Noting that the proposed standard is prescriptive and contradicts the concept of risk-based auditing, McGladrey said that an effective risk-based audit approach is dependent on the auditor’s use of professional judgment in identifying and assessing risks of material misstatement and in designing and performing further audit procedures in response to those risks. In the firm’s view, prescriptive procedures inhibit the auditor’s use of professional judgment based on the facts and circumstances of the entity and its environment. In many instances, the Board could achieve its objectives by providing additional guidance regarding the auditor’s use of professional judgment, rather than requiring adherence to rigid, prescriptive requirements.

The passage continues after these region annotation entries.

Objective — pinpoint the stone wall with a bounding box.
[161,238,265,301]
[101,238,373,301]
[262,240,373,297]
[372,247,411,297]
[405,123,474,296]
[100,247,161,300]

In its comments, Deloitte agreed that the prescriptive direction regarding the use of confirmations in the proposed standard is inconsistent with the direction of the risk assessment standards, which are premised on the planning and performance of audit procedures that the auditor believes will be most effective in addressing the identified risks. Prescriptive requirements, by their nature, can never be comprehensive in addressing any and all facts and circumstances of a particular situation, explained Deloitte, and may even detract from the ability of the auditor to exercise professional judgment in performing procedures that are likely to be most effective in addressing identified risks of misstatement.
In addition, establishing detailed requirements to always obtain confirmations in a wide variety of situations also conveys the notion that confirmations are therefore always more reliable or effective than other forms of audit evidence. Confirmations have limitations, said Deloitte, and other audit procedures may be more effective in addressing particular risks of misstatements.
More broadly, Deloitte emphasized that the effectiveness of the entire confirmation process needs to be improved, with revisions to the auditing standard being only part of what should be a much broader initiative. An effective confirmation process would also make confirming parties accountable for responding promptly, accurately, and completely to confirmation requests without using unnecessary restrictive language. In recent years, noted Deloitte, auditors have experienced declining response rates to confirmation requests and increasing use of disclaimers or restrictive language in confirmation responses.
Deloitte believes that, if adopted, provisions in the proposed standard calling for significantly more confirmation requests will exacerbate these issues. Deloitte urged the Board, before finalizing the standard, to engage the SEC and the issuer and auditor communities in an effort to improve the effectiveness of the entire confirmation process. Without such an effort, Deloitte questioned the ability of auditors to successfully implement the proposed standard.